Kerim Aytac – To See Here

Copyright Kerim Aytac  To See Here 2010 Straightline Press, courtesy of the artist.

I have found Kerim Aytac’s recent photobook, To see Here, as ambiguous and minimal as his background story; “street photography that questions the value of the subject”. The book is an adaption of his project Nothing to See Here, which is about looking and what you might or might not subsequently “see”. This title alludes to the differences between looking and seeing, where as the seeing also implies comprehension, looking implies an input/output without interpretation or assessment.

The ambiguity of most of Aytac’s black and white photographs is such that it is even difficult to read into them that these photographs are street photographs, perhaps with the exception of the characteristic hallway probably leading to an underground train. Even this photograph requires some knowledge of these passageways to decipher what the subject is, and how it might have been photographed.

All but one photographs are an abstraction of the subject, framed such that each photograph has a minimum of contextual clues to identify the subject matter. The one exception, which also varies by presentation and layout, is a ghostly and imprecise representation of part of a person. In more than one way, Aytac’s photobook reminds me of the work and photobooks of Ed Ruscha. I will come back to this image and thought in a moment.

Aytac has also sequenced this book such that there are similar and complementary abstract photographs on each spread. In fact, I found myself paying homage to the related abstract expressionist artists whose work could be related to these photographs; Jackson Pollack, Barnett Newman, Hans Hofman, Franz Kline, Clyfford Still, Richard Diebenkorn and Roy Lichtenstein. The basic characterization of abstract expressionism is  “the view that art is nonrepresentational and chiefly improvisational.. (with an) implied expression of ideas concerning the spiritual, the unconscious and the mind.”

I note that the pair of patterned facing photograph has similarities shared with Pollack’s action painting, that the rigid appearing pictorial structure has features that I find in Hofman’s painting, the same for the abstract color (abet black, white and gray) similar in the geometric style of Diebenkorn and another with the cartoon-like hard-edges speak to Lichtenstein’s work. That all of the photographs are in Black and White relates to the abstract painting style of Kline, who was also a friend and influence to Aaron Siskind, another street photographer who abstracted the reality in black and white around him.

The design and layout of all of the photographs within this book are consistently the same, save one, the photograph of the truncated individual. All of the photographs are placed in the upper section of the page, one photograph per page, with amply white margins. The lone photograph of an individual is a two page spread, with full-page bleeds.

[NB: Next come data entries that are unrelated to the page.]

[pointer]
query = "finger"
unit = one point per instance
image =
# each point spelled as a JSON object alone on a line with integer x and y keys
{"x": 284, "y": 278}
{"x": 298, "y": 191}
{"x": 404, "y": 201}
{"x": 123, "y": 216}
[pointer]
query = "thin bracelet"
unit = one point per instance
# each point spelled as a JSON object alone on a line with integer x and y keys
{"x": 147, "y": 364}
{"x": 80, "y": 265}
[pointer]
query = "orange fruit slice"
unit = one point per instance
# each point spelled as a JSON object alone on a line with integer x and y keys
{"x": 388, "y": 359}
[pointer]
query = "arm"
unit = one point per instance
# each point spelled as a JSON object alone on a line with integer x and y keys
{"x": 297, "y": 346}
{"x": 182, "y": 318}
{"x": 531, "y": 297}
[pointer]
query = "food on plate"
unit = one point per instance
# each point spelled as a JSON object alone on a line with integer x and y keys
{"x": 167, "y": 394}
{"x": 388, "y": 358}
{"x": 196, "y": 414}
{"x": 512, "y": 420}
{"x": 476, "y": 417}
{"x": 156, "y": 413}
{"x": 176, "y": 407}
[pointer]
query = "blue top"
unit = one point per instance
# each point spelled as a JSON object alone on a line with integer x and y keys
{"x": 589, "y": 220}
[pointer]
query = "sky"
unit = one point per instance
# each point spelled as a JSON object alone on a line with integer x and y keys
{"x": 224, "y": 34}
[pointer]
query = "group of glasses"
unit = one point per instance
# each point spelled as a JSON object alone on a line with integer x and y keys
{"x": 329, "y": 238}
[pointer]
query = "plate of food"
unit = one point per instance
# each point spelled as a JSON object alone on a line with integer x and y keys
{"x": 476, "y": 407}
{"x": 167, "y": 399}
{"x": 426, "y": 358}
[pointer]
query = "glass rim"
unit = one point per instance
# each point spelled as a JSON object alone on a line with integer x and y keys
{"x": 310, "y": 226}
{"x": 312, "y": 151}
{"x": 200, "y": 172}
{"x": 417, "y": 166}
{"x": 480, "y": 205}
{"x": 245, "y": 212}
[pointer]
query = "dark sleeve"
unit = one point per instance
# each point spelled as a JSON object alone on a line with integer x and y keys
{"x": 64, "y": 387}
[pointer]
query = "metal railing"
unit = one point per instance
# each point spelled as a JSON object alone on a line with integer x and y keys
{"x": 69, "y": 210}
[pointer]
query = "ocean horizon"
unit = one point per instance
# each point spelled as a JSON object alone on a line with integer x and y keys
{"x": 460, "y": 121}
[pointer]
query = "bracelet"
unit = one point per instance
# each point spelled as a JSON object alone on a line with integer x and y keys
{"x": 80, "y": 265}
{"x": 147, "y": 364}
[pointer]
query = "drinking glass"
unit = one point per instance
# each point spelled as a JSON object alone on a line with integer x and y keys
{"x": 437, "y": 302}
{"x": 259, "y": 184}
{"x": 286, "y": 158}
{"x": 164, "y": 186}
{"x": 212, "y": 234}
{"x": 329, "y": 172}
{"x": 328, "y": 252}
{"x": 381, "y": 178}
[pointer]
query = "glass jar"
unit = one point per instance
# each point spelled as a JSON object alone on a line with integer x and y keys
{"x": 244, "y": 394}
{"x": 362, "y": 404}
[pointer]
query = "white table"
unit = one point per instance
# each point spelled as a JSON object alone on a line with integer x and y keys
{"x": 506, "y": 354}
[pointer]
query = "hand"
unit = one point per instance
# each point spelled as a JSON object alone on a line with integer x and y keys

Which reminds me of Ed Ruscha’s photobooks, that Ruscha would introduce into his photobooks, e.g. “Various Small Fires”, a photograph that would be not consistent or related with the remaining body of work, as Ruscha states “seemed to make the book more interesting and gave it some cohesion.” Interesting, yes, cohesion, not necessarily, but that is the type of non-rational contradictions that Ruscha enjoys introducing, which is a similar element that Aytac is introducing with this photograph.

An alternate read is that the photograph of this individual represents the photographer or maybe the reader who is indistinct, not sharply delineated and slightly out of focus. That this person is also not fully focused on what is before them, looking but perhaps not seeing. This person is just passing mindlessly through life, a passing figment, perhaps missing opportunities if they might just pause a little longer in their rush to live life.

The last thought on this photobook is that the quality of printing suffers from the combination of the matte paper and printing process, the results are rather mushy with the shadows blocked up. This book printing further lends to the abstract quality of the photographs, maybe by design, but when the corresponding photographs are viewed on Aytac’s website, they have a longer tonality and better delineation of the subject’s content and details.

This photobook has tiff covers, without text or pageation, in an edition of 300 copies.